Посол должен был потребовать от шаха прекращения торговли шелком через Россию.

Кроме того, Порта вообще выговаривала Персии за уступчивость северному ее соседу, требуя более жесткого курса.

Давление это подкреплялось силой: Порта объявляла о своих притязаниях на тогдашнюю персидскую провинцию — Эриванскую область (нынешняя Армения). Подразумевалось, что притязания эти могли быть уменьшены или вообще забыты, если персидский лев обнажит свои клыки навстречу северному медведю.

Попытка давления на Персию была важнейшим военно-политическим ходом. То, что узнал Беневени, находясь в Тегеране, и сообщил царю, предопределило события, которые воспоследовали.

Покинуть Тегеран, однако, оказалось так же трудно, как и попасть в него.
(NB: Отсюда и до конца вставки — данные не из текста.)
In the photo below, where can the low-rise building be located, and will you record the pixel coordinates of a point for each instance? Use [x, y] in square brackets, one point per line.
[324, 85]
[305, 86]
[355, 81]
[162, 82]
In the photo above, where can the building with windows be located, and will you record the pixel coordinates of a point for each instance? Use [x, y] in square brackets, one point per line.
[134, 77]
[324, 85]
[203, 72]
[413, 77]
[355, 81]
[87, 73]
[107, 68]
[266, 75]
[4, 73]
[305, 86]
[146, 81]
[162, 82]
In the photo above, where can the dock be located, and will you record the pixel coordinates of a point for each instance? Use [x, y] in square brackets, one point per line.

Снова потянулись недели и месяцы обещаний и обманов, заверений и новой лжи. Как и прежде, никто не говорил послу «нет». Все говорили «да», только «да», даже шах. Но по-прежнему никакими силами он не мог покинуть столицу и продолжить свое путешествие. Вместе с ним разделял его мытарства бухарский посол и его люди.

В инструкциях, ему данных, о после были особые слова: «с послом бывшим Бухарским искать доброй дружбы и конфиденции, також и из людей его, чтоб войтить тем с ним в дружбу и чрез их бы получать тамо всякие ведомости».

Если перевести этот пункт на профессиональный язык разведки, это было задание на вербовку.

Посол бухарский был человек пожилой, хотя далеко не старый, того возраста, когда увлечения молодости уж покидают человека, а безразличие старости еще не успело вступить в свои права. Из-за отсутствия более точного слова возраст этот почему-то называют зрелостью.

В Петербурге они почти не виделись, в Астрахани слишком заняты были сборами и отправкой. Но зато путешествие, вынужденное «сидение», в Шемахинском ханстве, а потом в Тегеране предоставили им избыточные возможности, чтобы лучше узнать друг друга. А если было бы то угодно судьбе, то и подружиться.

Как только представился случай, еще на корабле Беневени пригласил бухарца к себе в каюту. Ветер был попутный, шхуну покачивало так слабо, что дорожный серебряный кофейник, английской работы, стоявший на спиртовке и наполненный до краев, не плескался. Как всякий добрый мусульманин, посол не пил вина, что создавало некоторые трудности в общении с ним.